# Bbs lm 3 piece



## Danbarnett123 (Oct 19, 2014)

When converting LMs to 3 piece, do the lip and barrel need to be welded (making it a 2 piece wheel)?
One local shop says to use regular bolts and weld the lip and barrel, while another local shop says no welding required but stronger bolts needed.

I do not want to machine the flange of the face or enlarge the bolt holes...I have seen the blackforrest 3 piece kit to sandwich mount, but I want the face front mounted to get maximum lip.

Anyone out there with 3 piece LMs?


----------



## P Q (Feb 4, 2009)

-Stronger bolts? no, you would use any bolt that you would build an BBS RS with
-weld the lip and barrel- deff not. 

My bother and I just built a set of 3pc Lms (17'' converted to 18") He had to get the face machined since he reverse mounted them. You just get lips and barrels and build them like any other 3 pc wheel.


----------



## Danbarnett123 (Oct 19, 2014)

P Q said:


> -Stronger bolts? no, you would use any bolt that you would build an BBS RS with
> -weld the lip and barrel- deff not.
> 
> My bother and I just built a set of 3pc Lms (17'' converted to 18") He had to get the face machined since he reverse mounted them. You just get lips and barrels and build them like any other 3 pc wheel.



When original, the bolt goes through the face flange and the hoop flange.
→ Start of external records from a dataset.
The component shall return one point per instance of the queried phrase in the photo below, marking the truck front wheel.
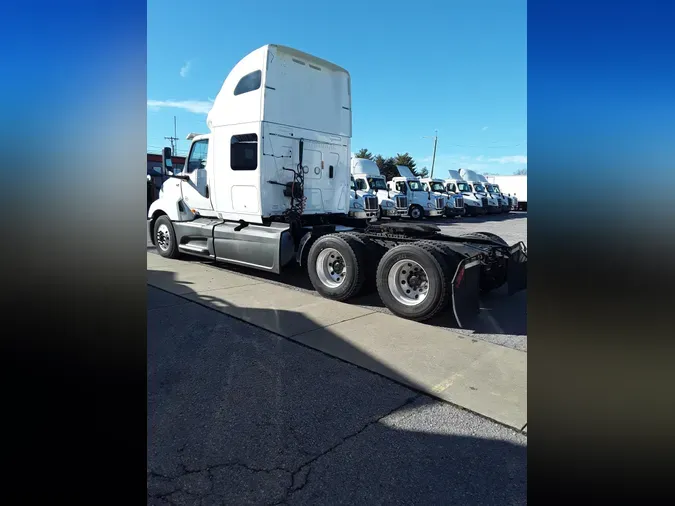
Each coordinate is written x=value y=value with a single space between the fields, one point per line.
x=413 y=281
x=336 y=266
x=165 y=238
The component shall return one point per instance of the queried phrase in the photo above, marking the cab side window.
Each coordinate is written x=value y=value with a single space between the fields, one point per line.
x=198 y=154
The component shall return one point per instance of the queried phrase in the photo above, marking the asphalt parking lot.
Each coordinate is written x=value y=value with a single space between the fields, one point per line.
x=502 y=319
x=238 y=415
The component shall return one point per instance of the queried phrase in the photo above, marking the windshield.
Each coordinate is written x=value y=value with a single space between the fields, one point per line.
x=415 y=186
x=377 y=183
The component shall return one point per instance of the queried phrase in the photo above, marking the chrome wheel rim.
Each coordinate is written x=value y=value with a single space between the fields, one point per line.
x=331 y=267
x=408 y=282
x=163 y=237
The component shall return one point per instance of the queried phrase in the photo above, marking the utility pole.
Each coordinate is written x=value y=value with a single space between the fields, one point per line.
x=433 y=158
x=174 y=138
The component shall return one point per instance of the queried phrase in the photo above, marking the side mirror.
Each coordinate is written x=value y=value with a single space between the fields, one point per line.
x=166 y=160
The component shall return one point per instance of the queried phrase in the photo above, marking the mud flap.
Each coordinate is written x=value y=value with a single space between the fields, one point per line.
x=516 y=270
x=466 y=290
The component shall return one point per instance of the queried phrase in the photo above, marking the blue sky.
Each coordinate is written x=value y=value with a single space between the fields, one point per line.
x=459 y=67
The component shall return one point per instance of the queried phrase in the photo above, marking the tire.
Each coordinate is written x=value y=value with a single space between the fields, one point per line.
x=351 y=256
x=394 y=264
x=165 y=238
x=416 y=212
x=495 y=277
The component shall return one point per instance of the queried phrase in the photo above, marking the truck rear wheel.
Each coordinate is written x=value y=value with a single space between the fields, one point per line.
x=165 y=238
x=416 y=212
x=336 y=266
x=412 y=281
x=494 y=276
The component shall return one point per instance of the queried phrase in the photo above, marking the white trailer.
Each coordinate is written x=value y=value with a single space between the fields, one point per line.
x=269 y=185
x=514 y=186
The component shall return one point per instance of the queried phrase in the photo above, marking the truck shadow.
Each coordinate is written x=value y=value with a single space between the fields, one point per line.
x=500 y=314
x=237 y=415
x=513 y=215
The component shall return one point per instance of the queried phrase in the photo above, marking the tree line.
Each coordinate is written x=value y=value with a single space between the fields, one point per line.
x=388 y=165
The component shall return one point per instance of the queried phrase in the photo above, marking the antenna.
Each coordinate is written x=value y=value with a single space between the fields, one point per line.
x=174 y=139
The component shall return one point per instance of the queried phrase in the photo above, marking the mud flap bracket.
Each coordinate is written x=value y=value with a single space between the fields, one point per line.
x=516 y=270
x=466 y=290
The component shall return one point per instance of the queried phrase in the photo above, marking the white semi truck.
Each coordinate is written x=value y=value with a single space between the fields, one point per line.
x=494 y=205
x=494 y=192
x=367 y=178
x=515 y=186
x=454 y=202
x=474 y=205
x=361 y=205
x=421 y=202
x=269 y=185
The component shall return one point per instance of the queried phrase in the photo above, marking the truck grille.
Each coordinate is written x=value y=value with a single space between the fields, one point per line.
x=371 y=203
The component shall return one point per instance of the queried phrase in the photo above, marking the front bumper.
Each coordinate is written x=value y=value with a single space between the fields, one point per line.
x=362 y=215
x=433 y=213
x=392 y=211
x=475 y=210
x=454 y=211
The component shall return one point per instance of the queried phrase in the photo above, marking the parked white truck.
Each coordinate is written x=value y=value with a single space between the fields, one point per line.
x=367 y=178
x=494 y=192
x=454 y=202
x=421 y=203
x=269 y=185
x=476 y=182
x=474 y=205
x=514 y=186
x=362 y=205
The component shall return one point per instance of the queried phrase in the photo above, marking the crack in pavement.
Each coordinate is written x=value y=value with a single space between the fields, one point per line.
x=298 y=478
x=294 y=488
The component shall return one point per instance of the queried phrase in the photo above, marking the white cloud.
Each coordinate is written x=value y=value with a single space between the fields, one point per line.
x=195 y=106
x=509 y=159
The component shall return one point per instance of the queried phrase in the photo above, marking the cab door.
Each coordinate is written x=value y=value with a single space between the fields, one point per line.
x=196 y=191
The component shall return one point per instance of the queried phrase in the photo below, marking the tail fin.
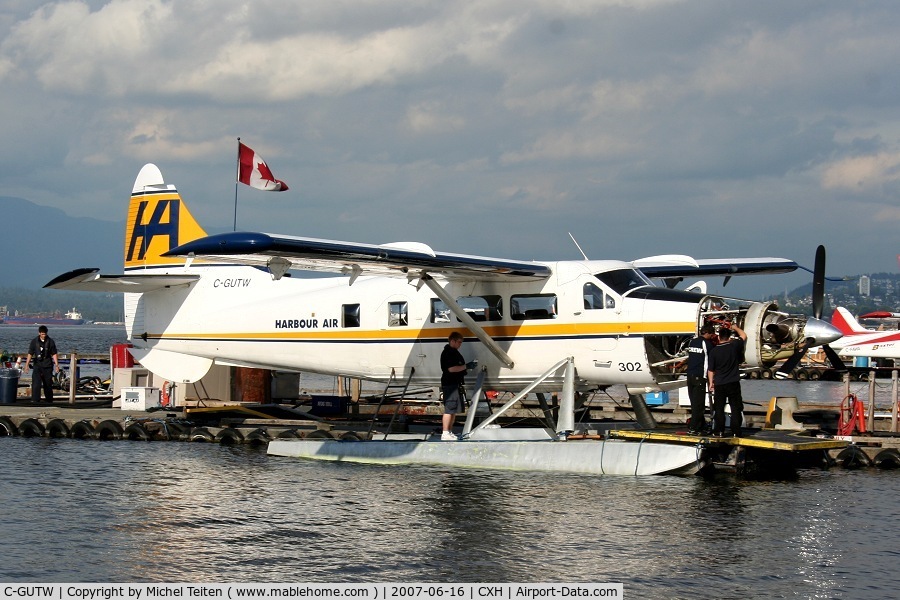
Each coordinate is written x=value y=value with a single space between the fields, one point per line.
x=158 y=220
x=845 y=322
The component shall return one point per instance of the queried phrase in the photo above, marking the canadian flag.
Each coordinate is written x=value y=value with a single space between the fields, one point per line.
x=253 y=171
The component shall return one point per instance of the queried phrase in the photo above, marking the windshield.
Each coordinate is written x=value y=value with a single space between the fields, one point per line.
x=623 y=281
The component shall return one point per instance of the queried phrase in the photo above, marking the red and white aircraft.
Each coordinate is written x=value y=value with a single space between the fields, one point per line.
x=859 y=341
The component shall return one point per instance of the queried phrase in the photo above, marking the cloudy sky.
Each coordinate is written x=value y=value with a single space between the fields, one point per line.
x=709 y=128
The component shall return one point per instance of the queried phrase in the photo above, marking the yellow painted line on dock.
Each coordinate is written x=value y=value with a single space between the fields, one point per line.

Total 2.

When converting to 3 piece, the bolt goes through the face flange, lip flange, and barrel flange. Total 3.

Would it be BAD to weld them together?


----------



## P Q (Feb 4, 2009)

Danbarnett123 said:


> When original, the bolt goes through the face flange and the hoop flange. Total 2.
> 
> When converting to 3 piece, the bolt goes through the face flange, lip flange, and barrel flange. Total 3.
> 
> Would it be BAD to weld them together?


right total 3, just like an rs.

I would never weld anything together on a 3pc wheel


----------